お父さんと一緒に、ウルさんと私で作った罠を仕掛けながら、森の奥に視線を向ける。

気配が4つ。

ガルスさん達とウルさんの気配だ。


「ガルス達は、どんどん気配に気を配れなくなっているな」


最初の頃に比べるとガルスさん達の気配が分かりやすくなっている。

疲れから、細かい事が難しくなっているんだろう。


「そうだね」


お父さんに罠を渡す。


「これはアイビーが作った罠じゃないな」


えっ、同じように作ったのに分かるの?


「ほら、ここ。結び目が違う」


お父さんが指す部分を見ると、確かに私の結び方とは少し違うのが分かった。

といっても、ほんの少しの違いでパッと見ただけでは分からない。

でも、この小さな違いに気付く事が大切なんだろうな。


「うん。これは、ウルさんが頑張って作ってくれた罠だね」


「ちょっとだけ話を聞いたけど、随分カゴを壊されたんだろ?」


「あはははっ」


予定の半分しか、罠が作れないぐらいにはカゴを破壊してたかな。

面白いぐらいにカゴが壊れるものだから、最後には2人で大笑いしてしまった。


「そろそろ、ここに戻ってくるぞ。帰りにトトムの店に行くけど、疲れてないか?」


「大丈夫。疲れる事なんて一切してないから」


森を歩きまわって罠を仕掛けているだけだからね。


「皆は疲れた?」


「ぷっ?」


ソラが体を傾ける。

フレムもソルも同じ様子に笑ってしまう。


「『疲れる事なんてした?』という雰囲気だな」


お父さんが、罠を仕掛け終わって立ち上がる。


「そうだね。森の中を歩き回っただけだもんね」


「ぷっぷぷ~」


「てっりゅりゅ~」


「ぺふっ」


「にゃうん」


皆、私と一緒で体力はあるもんね。


「頼もしい限りだな」


お父さんの言葉に、ソラとフレムが胸を張る。

その姿にお父さんが笑いながら2匹の頭を撫でる。


朝から始まったガルスさん達の体力作り。

庭を休憩なしで20周出来たので、次の段階に入ったのだけどやっぱり少し早かったかもしれないな。

ガルスさん達の気配が、一気に濃くなった。


「これは相当疲れ切ってるな」


「大丈夫かな? お父さん、この方法で平気なの?」


無理をし過ぎると、体力がつく前に体が壊れそう。


「ん?」


私の質問に不思議そうなお父さん。

何かおかしな事でも聞いたかな?


「あっ、そうか。アイビーは、冒険者の強化特訓を知らないから」


強化特訓?


「強化特訓は、森で生き残るためにする特訓なんだ。かなり辛い特訓なんだが、冒険者になったら何度も経験するんだよ」


「そうなの?」


「あぁ、活動する森の状態にもよるが、森は危険な場所だ。今はシエルがいるから違うかもしれないが、アイビーも1人の頃はそうじゃなかったか?」


確かに、森は怖い場所だったな。

村の周りは比較的穏やかだったけど、村から逃げた先の森は暗くて魔物の気配があちこちから感じられて、眠たいのに怖くて寝られなかった。ちょっとの物音でも飛び起きて、周りを警戒してた。

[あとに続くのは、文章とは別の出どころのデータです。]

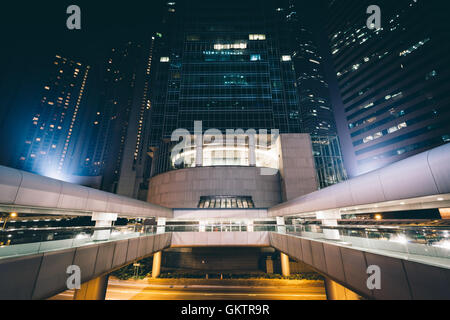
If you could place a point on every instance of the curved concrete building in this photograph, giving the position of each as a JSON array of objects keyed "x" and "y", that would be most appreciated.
[
  {"x": 186, "y": 187},
  {"x": 240, "y": 175}
]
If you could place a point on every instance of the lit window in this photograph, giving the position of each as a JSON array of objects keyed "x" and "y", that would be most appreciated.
[
  {"x": 230, "y": 46},
  {"x": 257, "y": 37},
  {"x": 392, "y": 129}
]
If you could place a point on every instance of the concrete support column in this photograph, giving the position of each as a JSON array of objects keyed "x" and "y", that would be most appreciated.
[
  {"x": 250, "y": 226},
  {"x": 337, "y": 292},
  {"x": 161, "y": 226},
  {"x": 330, "y": 219},
  {"x": 269, "y": 265},
  {"x": 156, "y": 270},
  {"x": 103, "y": 220},
  {"x": 281, "y": 227},
  {"x": 202, "y": 226},
  {"x": 251, "y": 150},
  {"x": 285, "y": 268},
  {"x": 94, "y": 289},
  {"x": 198, "y": 136}
]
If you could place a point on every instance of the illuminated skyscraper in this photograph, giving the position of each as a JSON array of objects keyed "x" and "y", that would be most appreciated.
[
  {"x": 53, "y": 137},
  {"x": 391, "y": 98},
  {"x": 117, "y": 150}
]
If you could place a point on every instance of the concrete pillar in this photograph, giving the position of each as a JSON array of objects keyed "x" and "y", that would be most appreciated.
[
  {"x": 103, "y": 220},
  {"x": 281, "y": 227},
  {"x": 251, "y": 150},
  {"x": 269, "y": 265},
  {"x": 202, "y": 226},
  {"x": 161, "y": 226},
  {"x": 198, "y": 136},
  {"x": 156, "y": 270},
  {"x": 330, "y": 219},
  {"x": 285, "y": 268},
  {"x": 94, "y": 289},
  {"x": 337, "y": 292},
  {"x": 250, "y": 226}
]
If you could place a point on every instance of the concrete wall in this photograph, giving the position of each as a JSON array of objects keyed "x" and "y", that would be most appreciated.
[
  {"x": 220, "y": 239},
  {"x": 211, "y": 260},
  {"x": 297, "y": 167},
  {"x": 43, "y": 275},
  {"x": 183, "y": 188},
  {"x": 20, "y": 188},
  {"x": 400, "y": 279},
  {"x": 423, "y": 175}
]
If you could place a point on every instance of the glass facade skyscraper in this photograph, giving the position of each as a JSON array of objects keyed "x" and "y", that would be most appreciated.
[
  {"x": 392, "y": 94},
  {"x": 239, "y": 65},
  {"x": 227, "y": 65}
]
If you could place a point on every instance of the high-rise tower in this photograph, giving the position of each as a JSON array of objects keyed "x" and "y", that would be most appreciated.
[
  {"x": 391, "y": 97},
  {"x": 52, "y": 142}
]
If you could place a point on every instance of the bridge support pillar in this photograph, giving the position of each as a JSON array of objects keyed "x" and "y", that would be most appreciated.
[
  {"x": 337, "y": 292},
  {"x": 330, "y": 219},
  {"x": 156, "y": 269},
  {"x": 94, "y": 289},
  {"x": 269, "y": 265},
  {"x": 285, "y": 268},
  {"x": 103, "y": 220}
]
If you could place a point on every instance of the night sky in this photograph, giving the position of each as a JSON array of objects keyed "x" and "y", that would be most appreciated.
[{"x": 33, "y": 32}]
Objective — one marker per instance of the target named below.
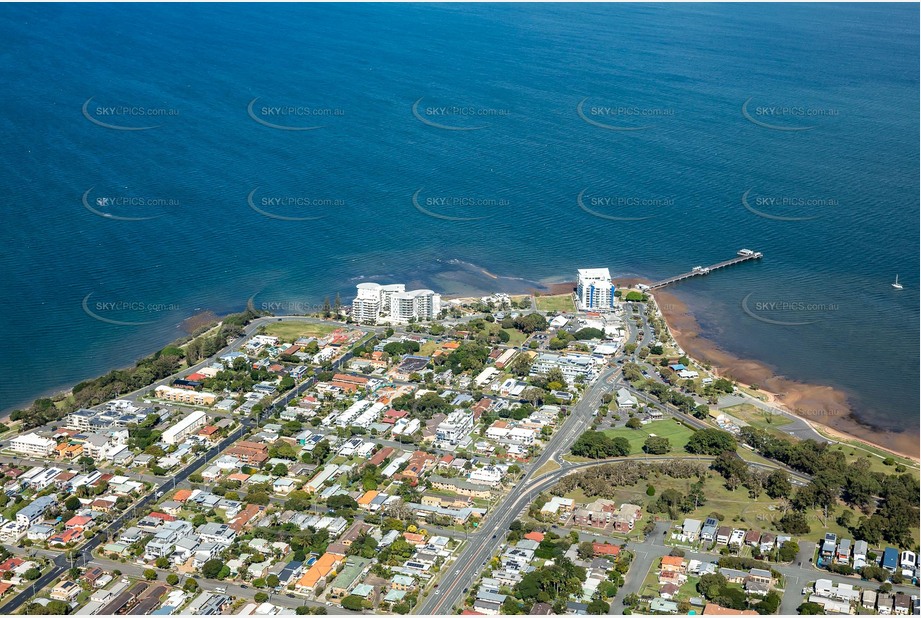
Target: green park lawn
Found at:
(291, 331)
(560, 303)
(677, 434)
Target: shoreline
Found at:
(825, 408)
(189, 325)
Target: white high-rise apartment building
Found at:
(418, 304)
(367, 305)
(374, 301)
(596, 292)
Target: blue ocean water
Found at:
(515, 75)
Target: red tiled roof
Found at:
(605, 549)
(535, 536)
(9, 564)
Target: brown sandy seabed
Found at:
(816, 404)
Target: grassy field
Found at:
(876, 456)
(428, 348)
(290, 331)
(550, 466)
(516, 337)
(853, 450)
(676, 433)
(561, 303)
(736, 507)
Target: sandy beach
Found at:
(822, 405)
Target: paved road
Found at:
(235, 590)
(461, 573)
(647, 552)
(62, 563)
(797, 427)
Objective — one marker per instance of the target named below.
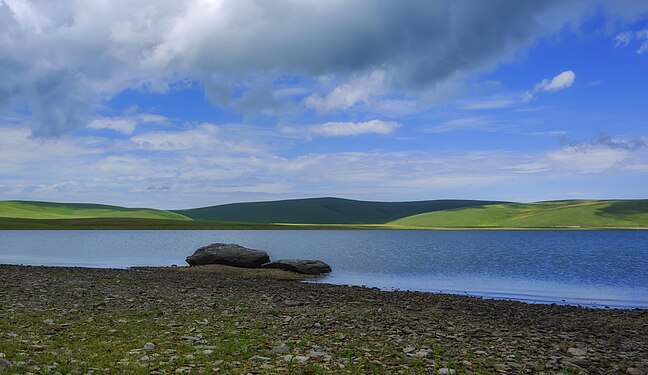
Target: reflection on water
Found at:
(594, 268)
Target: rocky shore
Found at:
(224, 320)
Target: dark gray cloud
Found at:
(61, 59)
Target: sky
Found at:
(179, 104)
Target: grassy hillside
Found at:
(323, 211)
(160, 224)
(577, 213)
(47, 210)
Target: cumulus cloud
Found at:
(643, 35)
(625, 38)
(63, 59)
(344, 129)
(560, 82)
(622, 39)
(126, 125)
(345, 96)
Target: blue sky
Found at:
(187, 104)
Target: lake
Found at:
(588, 268)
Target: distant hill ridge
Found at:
(550, 214)
(53, 210)
(346, 213)
(326, 210)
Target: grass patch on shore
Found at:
(555, 214)
(51, 210)
(152, 224)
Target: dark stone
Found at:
(228, 254)
(310, 267)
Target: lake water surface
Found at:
(590, 268)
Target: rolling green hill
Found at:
(554, 214)
(323, 211)
(48, 210)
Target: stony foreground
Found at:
(75, 320)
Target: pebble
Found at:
(5, 364)
(577, 352)
(295, 358)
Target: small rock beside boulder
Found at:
(309, 267)
(228, 254)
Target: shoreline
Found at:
(159, 224)
(259, 273)
(236, 323)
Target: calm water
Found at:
(593, 268)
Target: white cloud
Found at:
(126, 124)
(168, 171)
(622, 39)
(588, 158)
(465, 123)
(204, 136)
(63, 60)
(559, 82)
(489, 104)
(345, 96)
(344, 129)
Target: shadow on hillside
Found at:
(624, 209)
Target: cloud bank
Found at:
(559, 82)
(62, 60)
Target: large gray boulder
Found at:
(228, 254)
(310, 267)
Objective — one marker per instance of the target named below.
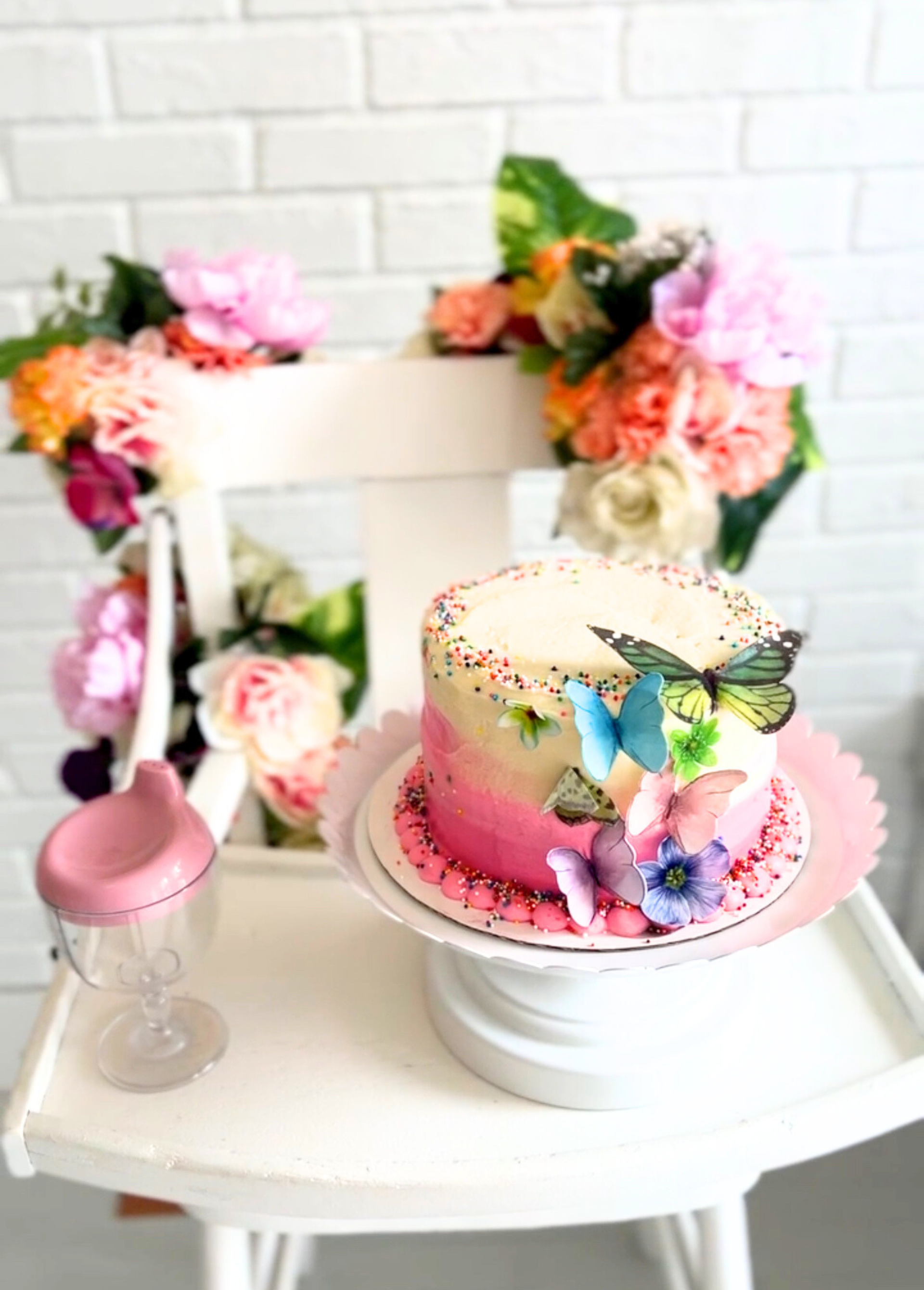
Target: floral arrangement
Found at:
(675, 367)
(281, 689)
(91, 387)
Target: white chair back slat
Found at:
(421, 536)
(412, 418)
(431, 445)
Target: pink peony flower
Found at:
(292, 790)
(278, 709)
(743, 457)
(100, 490)
(244, 300)
(470, 315)
(97, 676)
(744, 312)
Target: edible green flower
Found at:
(531, 724)
(692, 748)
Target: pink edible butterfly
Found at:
(691, 813)
(611, 866)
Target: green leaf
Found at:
(20, 348)
(135, 298)
(537, 204)
(807, 445)
(537, 359)
(105, 540)
(743, 518)
(585, 350)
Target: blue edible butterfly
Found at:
(637, 731)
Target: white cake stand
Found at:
(603, 1029)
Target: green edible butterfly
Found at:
(749, 685)
(575, 801)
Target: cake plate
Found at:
(603, 1029)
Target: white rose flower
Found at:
(565, 310)
(656, 510)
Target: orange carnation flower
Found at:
(565, 405)
(48, 398)
(181, 344)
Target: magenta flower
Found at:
(244, 300)
(744, 312)
(97, 675)
(100, 490)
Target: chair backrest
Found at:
(430, 443)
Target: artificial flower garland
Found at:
(674, 367)
(91, 393)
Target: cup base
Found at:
(135, 1056)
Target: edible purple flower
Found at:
(680, 887)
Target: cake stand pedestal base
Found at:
(599, 1042)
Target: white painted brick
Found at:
(891, 211)
(25, 824)
(886, 675)
(39, 598)
(390, 149)
(900, 46)
(868, 288)
(873, 498)
(25, 659)
(35, 240)
(322, 234)
(866, 621)
(29, 965)
(47, 12)
(886, 361)
(825, 563)
(372, 311)
(870, 430)
(426, 230)
(483, 61)
(35, 767)
(835, 131)
(131, 160)
(796, 212)
(37, 533)
(50, 78)
(732, 48)
(631, 140)
(16, 873)
(253, 67)
(315, 8)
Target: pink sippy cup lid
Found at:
(126, 852)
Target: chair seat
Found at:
(337, 1109)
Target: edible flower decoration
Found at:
(695, 748)
(529, 722)
(682, 888)
(95, 389)
(611, 867)
(675, 365)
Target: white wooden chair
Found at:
(336, 1109)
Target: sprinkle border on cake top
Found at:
(749, 619)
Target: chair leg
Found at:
(228, 1262)
(726, 1251)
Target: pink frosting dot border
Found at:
(752, 877)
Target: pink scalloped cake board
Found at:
(513, 913)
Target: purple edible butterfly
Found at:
(611, 866)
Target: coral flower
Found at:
(741, 460)
(470, 315)
(181, 344)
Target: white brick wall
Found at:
(362, 136)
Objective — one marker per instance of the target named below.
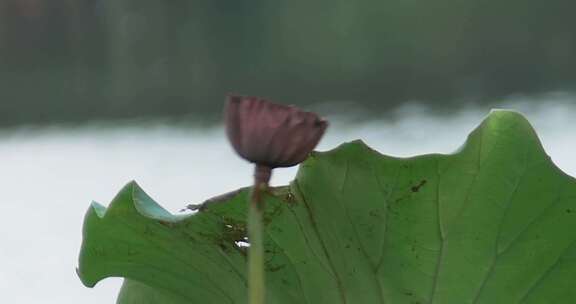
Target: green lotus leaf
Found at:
(494, 222)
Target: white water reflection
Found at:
(49, 177)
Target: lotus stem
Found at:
(256, 283)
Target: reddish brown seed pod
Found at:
(270, 134)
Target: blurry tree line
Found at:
(73, 60)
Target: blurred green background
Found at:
(79, 60)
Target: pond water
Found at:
(49, 177)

「うん。森は凄く怖い場所だった。恐怖で意味もなく森を走った事もあったよ。あの時はまだ、森の中から聞こえる音の違いが分からなくて、今なら大丈夫だと判断出来る音にも震えてたな」


ポンと頭に重みがのる。

見るとお父さんが、私の頭に手を乗せて撫でていた。

心配そうなお父さんの表情に、小さく笑ってしまう。

もう過去の事なのに。


「大丈夫だよ。それがあったから、今があるんだから」


音にも気配にも敏感になれたし、無駄に走ったから体力は凄くある。

これは、今の私の自慢だからね。


「そう思えるアイビーは、強いな」


強いのかな?

私には、分からないな。


「そんな危険な森で生き残るために必要な事を、冒険者になった者達に教える必要がある。ただ、教える側の冒険者も、それほど時間があるわけじゃない。短時間で効率よく下位冒険者を強くするために考えられたのが強化特訓なんだ。ウルが行っている特訓は、その強化特訓でも使われている方法だ」


そうなんだ。

実績のある特訓なら、間違いは無いか。

どんな事をするんだろう?

ちょっとだけ気になるな。

明日は参加させてもらおうかな。


「戻って来たな」


「罠は仕掛け終わったか?」


ウルさんが、手を振りながら森の奥から戻ってくる。


「はい。ウルさんとガルスさん達は、大丈夫ですか?」


見た限り、ウルさんはいつも通りで問題は無い。

ガルスさん達は、疲れているのが少し離れた場所からでも分かった。


「大丈夫だ。前のように息が出来ないような苦しさは無いし、体も疲れて重いけど痛みは無いから」


ガルスさんの言葉にエバスさんとアルスさんを見る。

確かに、疲れは見えるけど3人とも前の時とはかなり違う表情をしてる。


「どうぞ」


用意しておいた果実水を4人に渡していく。


「ありがとう。それにしても、久々に動いたって気がするわ」


アルスさんが、果実水を飲み干してぐっと背を伸ばす。

疲れて見えるのに嬉しそう。

それを不思議に思って、彼女を見つめる。


「ん? へへっ。ずっと体が何処か重くて、原因が分からなかったからちょっと不安だったんだ。それが無くなって、動いても大丈夫だと思ったら嬉しくって」


ガルスさん達は、体の不調をずっと感じていたらしい。

でもポーションも飲んでいる以上、問題は無いはずだと思い込み、調べていなかったそうだ。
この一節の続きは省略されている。